We have shown that the "frame" construction around rectangles is inevitable.
This immediately rules out the possibility of creating a 2-by-*n*
non-square rectangle. 3-by-*n* and 5-by-*n* rectangles are likewise
ruled out. Once the frame is in place, no tiling can simultaneously
cover all mesh elements marked green below.

(Also, if 5-by-*n* rectangles can't be tiled by animal "a",
2-by-*n* rectangles can't be tiled by animal "b".)

This leaves us with the question of higher-order rectangles satisfying
the same restrictions as were derived in the solution to Part 1.
If we were to construct all possible 9-by-*n* and 11-by-*n* rectangles,
the rest can be derived by adding frame layers, as was done in the solution
to Part 1.

Alternatively, if we can create 6-by-*n* and 8-by-*n* tilings with mesh animal
"b", we can prove the same thing on the dual lattice.
The figure below shows how such mesh
animals can be constructed using zero or more repetitions
of the pattern shown in the middle part.

First, here are the smallest four squares which can be created using this mesh animal.
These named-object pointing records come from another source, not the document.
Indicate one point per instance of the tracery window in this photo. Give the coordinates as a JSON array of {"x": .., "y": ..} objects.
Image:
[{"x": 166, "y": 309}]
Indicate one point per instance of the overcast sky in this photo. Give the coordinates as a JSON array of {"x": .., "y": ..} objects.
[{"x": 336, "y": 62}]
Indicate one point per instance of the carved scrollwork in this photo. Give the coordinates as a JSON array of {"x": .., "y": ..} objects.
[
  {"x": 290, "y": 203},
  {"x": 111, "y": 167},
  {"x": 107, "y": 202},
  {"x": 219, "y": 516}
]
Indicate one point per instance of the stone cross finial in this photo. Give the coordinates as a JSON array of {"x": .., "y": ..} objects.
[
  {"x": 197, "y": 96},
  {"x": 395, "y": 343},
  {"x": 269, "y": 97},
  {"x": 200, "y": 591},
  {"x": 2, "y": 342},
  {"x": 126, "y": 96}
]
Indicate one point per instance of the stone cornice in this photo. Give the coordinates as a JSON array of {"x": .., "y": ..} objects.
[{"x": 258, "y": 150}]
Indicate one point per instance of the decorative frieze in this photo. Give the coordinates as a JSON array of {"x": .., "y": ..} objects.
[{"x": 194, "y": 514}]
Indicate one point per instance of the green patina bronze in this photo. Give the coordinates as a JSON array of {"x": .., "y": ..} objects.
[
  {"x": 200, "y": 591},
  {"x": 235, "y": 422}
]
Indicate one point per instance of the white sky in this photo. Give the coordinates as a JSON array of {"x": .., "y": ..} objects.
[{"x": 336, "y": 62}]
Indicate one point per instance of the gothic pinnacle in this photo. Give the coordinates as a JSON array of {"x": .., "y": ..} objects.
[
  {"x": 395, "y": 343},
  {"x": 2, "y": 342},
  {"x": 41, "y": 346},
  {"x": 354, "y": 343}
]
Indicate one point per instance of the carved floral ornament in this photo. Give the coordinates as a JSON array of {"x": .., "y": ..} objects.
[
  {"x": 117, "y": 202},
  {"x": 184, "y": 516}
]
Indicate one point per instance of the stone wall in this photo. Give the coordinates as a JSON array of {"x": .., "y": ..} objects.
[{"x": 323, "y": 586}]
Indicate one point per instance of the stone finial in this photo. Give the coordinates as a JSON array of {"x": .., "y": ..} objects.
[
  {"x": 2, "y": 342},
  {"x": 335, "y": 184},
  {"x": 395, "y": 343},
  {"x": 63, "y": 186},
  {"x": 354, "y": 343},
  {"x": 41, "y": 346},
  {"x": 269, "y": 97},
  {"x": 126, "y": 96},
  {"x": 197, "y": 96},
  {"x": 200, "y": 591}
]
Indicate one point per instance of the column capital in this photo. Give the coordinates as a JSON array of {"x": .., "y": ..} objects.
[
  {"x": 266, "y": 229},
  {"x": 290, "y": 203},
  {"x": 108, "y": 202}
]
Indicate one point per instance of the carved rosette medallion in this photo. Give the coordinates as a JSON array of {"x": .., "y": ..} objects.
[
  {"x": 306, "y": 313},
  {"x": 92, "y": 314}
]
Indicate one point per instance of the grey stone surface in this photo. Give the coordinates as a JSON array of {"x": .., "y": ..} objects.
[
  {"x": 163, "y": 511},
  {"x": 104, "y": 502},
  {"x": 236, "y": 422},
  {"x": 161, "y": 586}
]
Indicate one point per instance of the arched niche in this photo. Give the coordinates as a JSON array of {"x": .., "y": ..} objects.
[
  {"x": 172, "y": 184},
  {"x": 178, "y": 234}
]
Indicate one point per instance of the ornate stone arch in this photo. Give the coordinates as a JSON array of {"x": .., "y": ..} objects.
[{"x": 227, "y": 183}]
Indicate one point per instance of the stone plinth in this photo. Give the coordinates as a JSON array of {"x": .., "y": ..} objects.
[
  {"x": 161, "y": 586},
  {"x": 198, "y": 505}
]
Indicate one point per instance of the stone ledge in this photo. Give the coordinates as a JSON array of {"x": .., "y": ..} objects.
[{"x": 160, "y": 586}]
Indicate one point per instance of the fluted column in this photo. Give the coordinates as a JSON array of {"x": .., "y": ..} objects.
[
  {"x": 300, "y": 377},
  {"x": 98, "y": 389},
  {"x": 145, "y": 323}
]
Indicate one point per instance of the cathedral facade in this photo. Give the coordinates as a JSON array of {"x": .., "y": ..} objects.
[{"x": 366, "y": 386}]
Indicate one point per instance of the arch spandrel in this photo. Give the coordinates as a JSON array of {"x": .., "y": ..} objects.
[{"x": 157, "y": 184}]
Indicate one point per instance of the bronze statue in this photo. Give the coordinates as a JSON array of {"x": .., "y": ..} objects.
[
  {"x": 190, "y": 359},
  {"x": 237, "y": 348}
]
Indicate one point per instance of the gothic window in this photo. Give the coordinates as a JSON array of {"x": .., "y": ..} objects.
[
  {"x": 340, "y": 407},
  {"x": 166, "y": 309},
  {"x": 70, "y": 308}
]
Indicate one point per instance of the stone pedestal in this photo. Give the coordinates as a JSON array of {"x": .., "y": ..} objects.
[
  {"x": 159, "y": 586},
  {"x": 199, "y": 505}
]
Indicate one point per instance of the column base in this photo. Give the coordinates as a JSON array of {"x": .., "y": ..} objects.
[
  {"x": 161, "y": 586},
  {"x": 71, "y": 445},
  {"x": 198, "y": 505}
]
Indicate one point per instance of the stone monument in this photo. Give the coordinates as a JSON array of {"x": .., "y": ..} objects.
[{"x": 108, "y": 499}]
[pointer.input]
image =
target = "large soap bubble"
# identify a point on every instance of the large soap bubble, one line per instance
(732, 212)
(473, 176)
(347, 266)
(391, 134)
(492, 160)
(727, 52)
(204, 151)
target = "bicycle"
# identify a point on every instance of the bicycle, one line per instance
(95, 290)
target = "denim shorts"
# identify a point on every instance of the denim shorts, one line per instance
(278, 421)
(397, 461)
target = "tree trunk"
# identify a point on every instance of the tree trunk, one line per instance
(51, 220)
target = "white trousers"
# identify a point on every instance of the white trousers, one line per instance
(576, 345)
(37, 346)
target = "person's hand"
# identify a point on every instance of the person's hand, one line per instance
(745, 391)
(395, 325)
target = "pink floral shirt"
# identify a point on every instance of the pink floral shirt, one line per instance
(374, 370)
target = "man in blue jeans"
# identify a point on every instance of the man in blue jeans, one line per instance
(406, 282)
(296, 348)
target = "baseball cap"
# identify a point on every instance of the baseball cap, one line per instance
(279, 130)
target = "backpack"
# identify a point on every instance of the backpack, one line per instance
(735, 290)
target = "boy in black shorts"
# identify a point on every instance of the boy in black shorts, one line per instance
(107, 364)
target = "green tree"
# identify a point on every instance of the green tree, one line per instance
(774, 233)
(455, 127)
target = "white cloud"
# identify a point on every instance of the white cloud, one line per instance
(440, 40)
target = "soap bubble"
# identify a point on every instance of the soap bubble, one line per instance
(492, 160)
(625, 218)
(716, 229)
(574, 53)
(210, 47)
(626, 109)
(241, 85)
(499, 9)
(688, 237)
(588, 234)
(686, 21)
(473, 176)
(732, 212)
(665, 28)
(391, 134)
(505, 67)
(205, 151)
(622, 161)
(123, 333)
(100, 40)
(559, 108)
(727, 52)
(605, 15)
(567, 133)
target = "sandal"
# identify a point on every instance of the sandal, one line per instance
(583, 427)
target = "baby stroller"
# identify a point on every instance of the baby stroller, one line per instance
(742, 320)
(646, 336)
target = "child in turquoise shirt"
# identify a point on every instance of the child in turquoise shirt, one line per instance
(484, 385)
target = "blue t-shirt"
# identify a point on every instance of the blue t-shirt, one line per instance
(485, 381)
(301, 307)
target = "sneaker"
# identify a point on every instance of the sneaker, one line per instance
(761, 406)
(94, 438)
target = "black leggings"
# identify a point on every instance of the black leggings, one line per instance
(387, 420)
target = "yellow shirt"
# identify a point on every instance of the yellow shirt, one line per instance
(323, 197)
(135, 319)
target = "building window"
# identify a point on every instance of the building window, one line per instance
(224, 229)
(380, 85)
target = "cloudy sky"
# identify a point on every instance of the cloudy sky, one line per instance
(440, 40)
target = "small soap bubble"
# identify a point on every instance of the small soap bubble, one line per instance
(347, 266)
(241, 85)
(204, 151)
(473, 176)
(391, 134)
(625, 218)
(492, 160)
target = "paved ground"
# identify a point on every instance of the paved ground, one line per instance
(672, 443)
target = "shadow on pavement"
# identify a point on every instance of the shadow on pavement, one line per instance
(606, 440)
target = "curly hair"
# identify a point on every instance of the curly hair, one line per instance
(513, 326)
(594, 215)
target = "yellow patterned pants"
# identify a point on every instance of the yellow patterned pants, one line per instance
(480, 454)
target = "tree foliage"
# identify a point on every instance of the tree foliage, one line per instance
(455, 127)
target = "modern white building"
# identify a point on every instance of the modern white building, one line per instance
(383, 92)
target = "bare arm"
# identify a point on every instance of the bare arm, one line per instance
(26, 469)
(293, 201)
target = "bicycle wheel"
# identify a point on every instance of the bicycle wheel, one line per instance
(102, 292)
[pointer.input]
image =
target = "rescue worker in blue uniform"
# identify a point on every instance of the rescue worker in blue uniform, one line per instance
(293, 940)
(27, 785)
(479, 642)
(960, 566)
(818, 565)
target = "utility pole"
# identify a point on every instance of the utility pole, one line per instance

To create larger squares that are 0 or 2 (mod 6), the scheme below can be employed.

Here, a frame, marked in red, surrounds 0 or more repetitions of a yellow passe-partout, finally closing on a green center-piece. The red frame is composed of four corner pieces (one of which is highlighted) and repetitions of an edge piece (also highlighted). Similarly highlighted are corner and edge pieces composing the extendable yellow passe-partout. The green centerpiece can be as shown or can be omitted, with the passe-partout (or the red frame) closing in directly on itself. The exact tiling of the corner, edge and centerpieces from the basic mesh animals are left as an exercise to the reader.

The squares for sizes 3 or 5 (mod 6) are created using a similar scheme.

The same general formation is used here (with the same colors and highlighting), and the edge-pieces are likewise as in the previous scheme, but the corner and centerpieces have be been adjusted for an odd-length size. Notably, there is no way to tile the straightforward variant of the passe-partout corner-piece as adjusted for odd-lengthed frames, so two super-imposed corner pieces are tiled together. This also means that four different centerpieces are needed in order to tile all the various sizes. The centerpiece in the image is the smallest of these four. All four are tileable, and the exact method in which this is done from basic mesh animals is, again, left as an exercise for the reader.